In a letter, or in person, ask the sheriff's office to deliver the Subpoena, the Motion, and the Order to the other party. Give a home address. If you think the other party will be hard to find at home, give a work address. Remind the deputy that the papers must be served at least 10 days before the hearing date, unless the judge ordered a shorter time.
If you did not get a fee waiver, the sheriff's office will charge you for this service (about $15-$30). If the Court gave you a fee waiver, give the sheriff a copy of the Court's Order so that you will not be billed for this service.
After the sheriff sends the packet of papers back to you with the back of the Subpoena form filled in, file them with the court clerk.
If you are the person who got the papers from the sheriff and you oppose the motion, file a written response with the clerk at least 3 days before the hearing.
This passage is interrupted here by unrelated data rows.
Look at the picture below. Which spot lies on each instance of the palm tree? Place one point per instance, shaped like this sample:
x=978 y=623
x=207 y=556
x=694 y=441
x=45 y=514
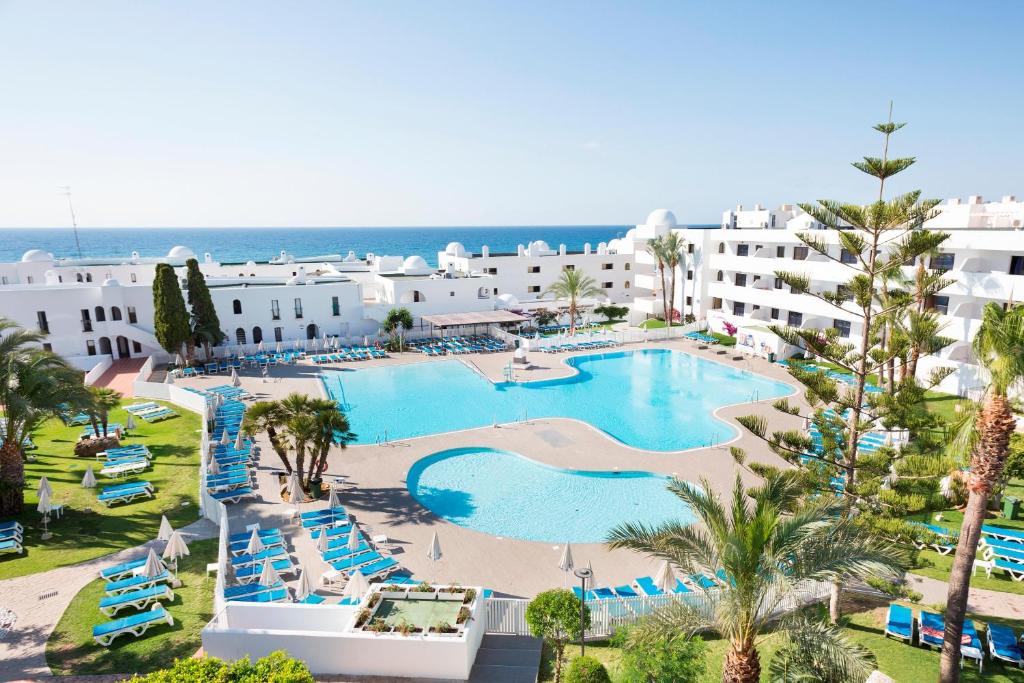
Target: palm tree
x=34 y=384
x=397 y=318
x=573 y=285
x=104 y=399
x=999 y=348
x=766 y=546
Give or mail a copy of your response to the other party at the same time. To find out what will happen next, read on. The following information applies to both parties.
Step Four: The Hearing
This is a formal court hearing. The Judge will hear each side. You can testify for yourself, bring witnesses, and present documents. Court rules of evidence and procedure will be followed.
To prepare for the hearing, plan what you need to say. Be ready to tell how the other party has failed or refused to follow the Court's order. Your proof must be “clear and convincing,” a high standard of proof. You must also convince the Judge that the other party has the power or ability to comply with what he was ordered to do. If you are defending, be ready to explain how you have already complied with the earlier Order, or the reasons why you cannot comply.
You may want to make a list of the major facts and points you need to make. If you know people who have first-hand knowledge of important facts, you can ask them to testify at the hearing. If a witness is unable or unwilling to come to the hearing, you can subpoena him. Read more about how to subpoena a witness.
The Judge cannont rely on a letter, or even a sworn statement, from an absent witness if the other parent objects. The only way you can be sure that a Judge will consider your witness’s statements is by having that person come to the court hearing and testify.
At the hearing, you will be given a turn to tell your side of the story. You will also have the chance to ask the other side questions. The Judge may ask you or others questions. Since you do not have a lawyer, the Judge may guide you through the hearing. But remember that she must be neutral and cannot give you or the other party legal advice.
The deadline for appealing a Judge's final order to the Maine Law Court is 21 days after the clerk enters the order on the docket. File any appeal with the District Court clerk. You will probably need a lawyer to help you go forward with an appeal. If no one files an appeal, the order becomes final in 21 days.
Step Five: Follow Through
If the Judge orders sanctions, it is up to you to monitor whether the other party is following the Order. Let the Judge know about any violations by filing another Motion for Contempt and asking for harsher penalties. Steeper fines or imprisonment for ongoing violations may be the Court's next step.